Under the terms of this settlement, Sony BMG must clearly disclose on CD packaging the limitations on usage of its CDs; it must give consumers notice and obtain their consent before installing any software; and it must give consumers a reasonable way to remove any software it installs. The settlement provides that consumers will be allowed to exchange the CDs through June 31, 2007, and it requires that Sony BMG pay consumers up to $150 for damage caused to their computers by the software. Sony BMG also is required to provide financial incentives to retailers to return CDs containing this software, and it must add all required disclosures to CDs it already has in stock. The Commission’s complaint alleged that Sony BMG’s music CDs carried content protection software that silently installed itself on consumers’ computers and prevented them from putting the music on portable music devices, such as iPods, as well as limiting the number of times it could be copied. FTC Chairman Deborah Platt Majoras explained that it is not permissible to conceal these limitations on product usage from consumers. Consequently, the settlement requires Sony BMG to disclose any such limitations clearly and prominently on CD packaging.

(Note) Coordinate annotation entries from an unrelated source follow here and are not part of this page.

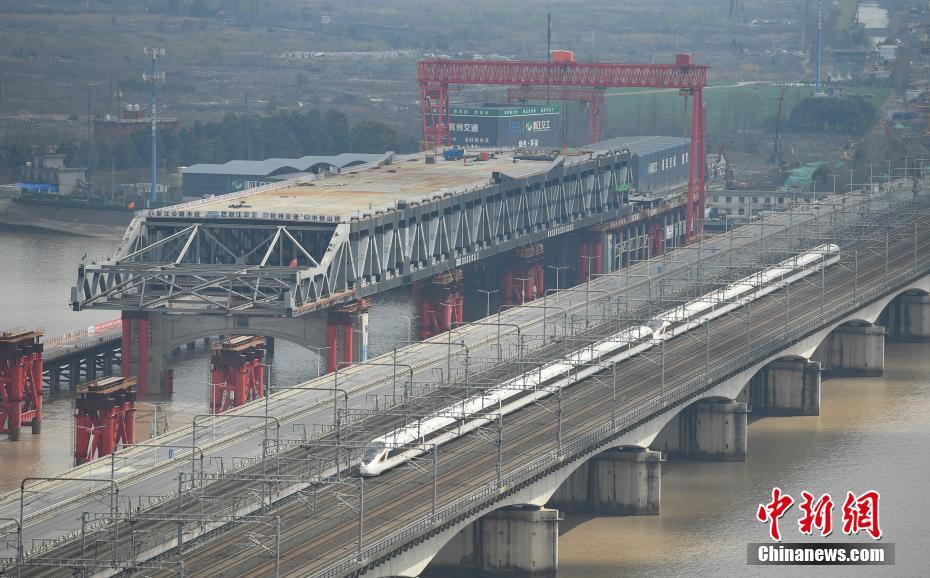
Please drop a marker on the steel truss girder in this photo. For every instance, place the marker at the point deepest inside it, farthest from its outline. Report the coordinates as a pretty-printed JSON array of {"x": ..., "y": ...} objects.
[{"x": 289, "y": 269}]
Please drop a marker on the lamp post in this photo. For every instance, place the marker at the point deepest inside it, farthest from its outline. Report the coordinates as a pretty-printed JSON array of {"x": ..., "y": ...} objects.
[{"x": 558, "y": 269}]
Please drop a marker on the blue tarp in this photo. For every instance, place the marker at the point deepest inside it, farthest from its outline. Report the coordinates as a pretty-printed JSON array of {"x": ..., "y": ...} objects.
[{"x": 37, "y": 187}]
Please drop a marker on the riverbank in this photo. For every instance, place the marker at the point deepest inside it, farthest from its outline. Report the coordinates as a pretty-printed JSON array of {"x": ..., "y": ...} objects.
[{"x": 64, "y": 220}]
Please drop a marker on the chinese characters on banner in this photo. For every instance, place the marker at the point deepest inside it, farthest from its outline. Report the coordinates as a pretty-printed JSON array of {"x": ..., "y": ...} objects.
[{"x": 860, "y": 513}]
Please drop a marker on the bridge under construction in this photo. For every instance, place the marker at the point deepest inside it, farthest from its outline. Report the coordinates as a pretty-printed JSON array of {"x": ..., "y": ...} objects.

According to the FTC’s allegations, it was deceptive for Sony BMG to install the software on consumers’ computers without giving them notice. The CDs did present consumers with the opportunity to accept or reject an End User License Agreement ("EULA"), but the Commission alleged that this agreement did not provide sufficiently clear notice, and that some elements of the software were installed even if consumers rejected the EULA. Under the settlement, Sony BMG must provide consumers with clear and prominent notice on their computer screens of what the software will do and obtain their consent before proceeding with the installation. The settlement also requires that if Sony BMG conditions the use of its CDs on the installation of software, it must specifically disclose this on CD packaging.

The Commission alleged that Sony BMG concealed the software from consumers by giving it misleading filenames and employing a cloaking technology that made it invisible to the operating system. If consumers were able to locate the software and attempted to remove it manually, the complaint alleged, the software would respond by rendering the computer's CD drive inoperable. The settlement prohibits Sony BMG from hiding its software and requires that consumers be given a practical and effective method of uninstalling it.

The complaint also cited a lack of disclosure as to the software’s monitoring function. Allegedly, it tracked consumers’ music choices and sent this information to Sony BMG, which then transmitted targeted advertising to the consumer based on the collected data. The settlement requires that Sony BMG disclose on CD packaging that use of its CDs is conditioned on allowing Sony BMG to monitor and report consumer data, notify consumers on their computer screens that the software will transmit information to Sony BMG, and obtain their consent before transmitting any information. The settlement prohibits Sony BMG from using information collected using software that does not conform to the terms of the settlement.

Apart from the failure to disclose, the Commission alleged that Sony BMG’s software introduced security vulnerabilities into computers that carried it, which would enable hackers to access these computers. With respect to CDs already distributed with software that does not conform to the terms of the settlement, Sony BMG is required to provide consumers with an uninstall tool and patches for the security flaws created by the software, making them freely available on its web site.

This settlement follows those of similar cases with more than 40 states in which the company agreed to pay more than $4 million and to reimburse customers.